GARCH Forecasting Model
This is a GARCH forecasting model problem which needs to be completed in R.
The Westinghouse file is attached. The question is:
Using the stock data, build GARCH models either using the fGARCH or other packages and compare.
Solution
#read the file
library(readr)
WAB <- read_csv(“~/Desktop/Krista 26th/WAB.csv”) #change as per the location i your PC
x <-WAB
#code to transform date into the variable TIME , taking 15th Sep 2015 as TIME=0.
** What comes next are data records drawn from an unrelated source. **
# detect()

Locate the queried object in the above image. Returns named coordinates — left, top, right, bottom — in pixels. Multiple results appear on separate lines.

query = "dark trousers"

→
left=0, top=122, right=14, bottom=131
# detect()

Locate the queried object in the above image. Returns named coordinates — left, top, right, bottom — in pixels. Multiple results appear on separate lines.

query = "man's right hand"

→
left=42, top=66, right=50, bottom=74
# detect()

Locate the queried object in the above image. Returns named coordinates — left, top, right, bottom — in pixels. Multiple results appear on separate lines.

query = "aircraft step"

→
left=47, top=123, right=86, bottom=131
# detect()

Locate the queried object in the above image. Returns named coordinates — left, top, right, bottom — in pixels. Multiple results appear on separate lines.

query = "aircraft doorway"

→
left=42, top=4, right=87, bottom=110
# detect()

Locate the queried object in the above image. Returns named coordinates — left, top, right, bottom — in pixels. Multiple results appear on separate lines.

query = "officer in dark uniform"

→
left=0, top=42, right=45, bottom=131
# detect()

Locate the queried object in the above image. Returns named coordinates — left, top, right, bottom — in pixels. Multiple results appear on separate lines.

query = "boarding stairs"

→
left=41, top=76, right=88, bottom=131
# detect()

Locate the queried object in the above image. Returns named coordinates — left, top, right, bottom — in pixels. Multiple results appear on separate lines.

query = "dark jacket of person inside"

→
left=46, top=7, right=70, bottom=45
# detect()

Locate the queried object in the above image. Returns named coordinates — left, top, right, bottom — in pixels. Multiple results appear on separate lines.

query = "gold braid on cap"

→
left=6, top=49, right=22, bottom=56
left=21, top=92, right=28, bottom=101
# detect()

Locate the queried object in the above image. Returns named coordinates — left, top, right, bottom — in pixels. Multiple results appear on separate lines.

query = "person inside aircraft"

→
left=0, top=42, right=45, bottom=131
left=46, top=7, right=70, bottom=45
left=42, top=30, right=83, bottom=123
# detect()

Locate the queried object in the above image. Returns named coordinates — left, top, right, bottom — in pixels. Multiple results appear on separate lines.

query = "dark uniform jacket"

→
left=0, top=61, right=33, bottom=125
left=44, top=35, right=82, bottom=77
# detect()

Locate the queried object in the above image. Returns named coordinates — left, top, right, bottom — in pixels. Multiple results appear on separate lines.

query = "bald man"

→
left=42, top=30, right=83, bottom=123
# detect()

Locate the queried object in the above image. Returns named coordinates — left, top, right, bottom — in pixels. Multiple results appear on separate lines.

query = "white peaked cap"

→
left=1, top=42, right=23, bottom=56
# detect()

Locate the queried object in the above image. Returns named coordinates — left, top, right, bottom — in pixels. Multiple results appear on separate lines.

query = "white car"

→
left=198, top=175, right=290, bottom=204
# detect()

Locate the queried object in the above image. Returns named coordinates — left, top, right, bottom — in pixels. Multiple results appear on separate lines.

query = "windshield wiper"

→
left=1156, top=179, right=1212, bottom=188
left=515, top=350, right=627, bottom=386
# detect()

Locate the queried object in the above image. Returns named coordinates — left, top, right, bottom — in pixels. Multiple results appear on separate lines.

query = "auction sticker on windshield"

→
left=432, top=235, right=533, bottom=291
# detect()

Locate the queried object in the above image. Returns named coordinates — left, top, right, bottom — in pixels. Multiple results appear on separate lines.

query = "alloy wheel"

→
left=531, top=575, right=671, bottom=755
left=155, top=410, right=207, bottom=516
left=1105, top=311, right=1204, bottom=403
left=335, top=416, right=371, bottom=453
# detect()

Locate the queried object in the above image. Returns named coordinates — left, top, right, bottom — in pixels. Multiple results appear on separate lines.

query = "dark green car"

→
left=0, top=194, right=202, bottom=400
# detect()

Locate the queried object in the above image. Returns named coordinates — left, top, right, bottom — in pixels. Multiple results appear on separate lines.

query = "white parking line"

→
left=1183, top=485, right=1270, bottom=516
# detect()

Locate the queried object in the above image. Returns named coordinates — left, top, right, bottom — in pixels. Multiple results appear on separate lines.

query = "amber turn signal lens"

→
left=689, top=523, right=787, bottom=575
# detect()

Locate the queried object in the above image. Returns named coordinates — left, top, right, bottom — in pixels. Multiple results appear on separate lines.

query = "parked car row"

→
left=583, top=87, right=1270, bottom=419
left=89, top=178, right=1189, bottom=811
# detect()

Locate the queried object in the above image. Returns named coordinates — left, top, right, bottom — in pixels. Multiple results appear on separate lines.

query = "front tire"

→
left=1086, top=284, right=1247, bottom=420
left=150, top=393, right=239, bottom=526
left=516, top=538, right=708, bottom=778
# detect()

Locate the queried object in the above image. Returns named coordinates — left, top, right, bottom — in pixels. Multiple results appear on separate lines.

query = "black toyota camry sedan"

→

DF <- data.frame(Date = x$Date)
DF$Date<- as.Date(x$Date, “%m/%d/%Y”)
Diff <- function(x, start) as.numeric(x – as.Date(cut(start, “year”)))
y<-transform(DF, NumDays = Diff(Date, Date), TotalDays = Diff(Date, Date[1]))
z=y$TotalDays-257
x$Date=z
#filling missing values . There are lots of dates for which Adj close price isn’t available
a <- c(rep(“NA”,731))
for(i in 0:730) for ( j in 1:505) {
if (x$Date[j]==i) a[i+1]=x$`Adj Close`[j]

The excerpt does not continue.